The item of news may be reproduced, for it defines the supposed situation left behind by Sweetland, and fittingly closes this chapter of his life’s story.

“THE TRAGEDY ON DARTMOOR

“A sensational sequel is reported to the arrest of the man Daniel Sweetland on his wedding day. It will be remembered that Sweetland, a notorious poacher, was suspected—on the evidence of his own gun—to have murdered a gamekeeper in the woods of Middlecott Court estate near the little town of Moretonhampstead, Devon. Three officers arrested him and started to convey him to Plymouth. But accident detained the party in the lonely central region of the Moor, and their horse falling lame, they spent some time at a solitary publichouse known as the Warren Inn. Here Sweetland, taking the police into his confidence, confessed to being an accomplice in the recent famous burglary at Westcombe—the seat of the Giffards not far distant from Middlecott Court.…”

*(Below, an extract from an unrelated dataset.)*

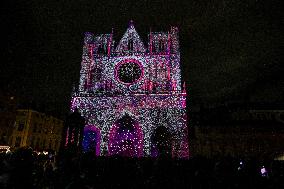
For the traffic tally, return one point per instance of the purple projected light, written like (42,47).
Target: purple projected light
(127,91)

The journal, after giving a very accurate account of all that had happened at Furnum Regis, proceeded—

“The hoodwinked officers lost no time in reaching Princetown, and from the convict establishment at that village, telegraphic communication was set up with the neighbouring districts. But early morning brought the sequel to the incident, for at dawn certain labourers proceeding to their work in Vitifer Mine, some few miles from the King’s Oven, discovered the horse on which Sweetland had ridden off. It was tethered in the midst of a wild and savage region full of old workings, where lie some tremendous and unfathomable shafts, sunk in past years but long deserted. Here the unfortunate poacher appears to have deliberately taken his own life, for at the head of the Wall Shaft Gully—a famous chasm which has already claimed human victims in the past—a stake was discovered with a letter fastened to the top of it. The words inscribed thereon ran as follows:—‘Good-bye all. Let Sim break news to my wife.—D. Sweetland.’ The writing bears traces of great agitation, but those familiar with Sweetland’s penmanship are prepared to swear that these pathetic syllables were actually written by him. Absolute proof, however, is impossible, since the profound depths of the Wall Shaft Gully cannot be entered. In the case of an accident during 1883, when a shepherd was seen to fall in, all efforts to recover his body proved fruitless, owing to the fact that foul air is encountered at a depth of about one hundred yards beneath the surface of the ground. The man ‘Sim’ alluded to in the poacher’s last message is a footman at Middlecott Court, and appears to have been Sweetland’s only friend. We understand that he has carried out the trust imparted to him by his ill-fated companion. Search at the King’s Oven has proved unavailing. It is clear that no treasure of any kind was secreted there.”

“That’s all right,” said Daniel. “Now the sooner I get back to help ’em find out who killed Thorpe, the better. If I’d known that ’twould all work out so suent an’ easy, I’d not have gone at all. If it weren’t for the thought of Minnie an’ mother, I could laugh.”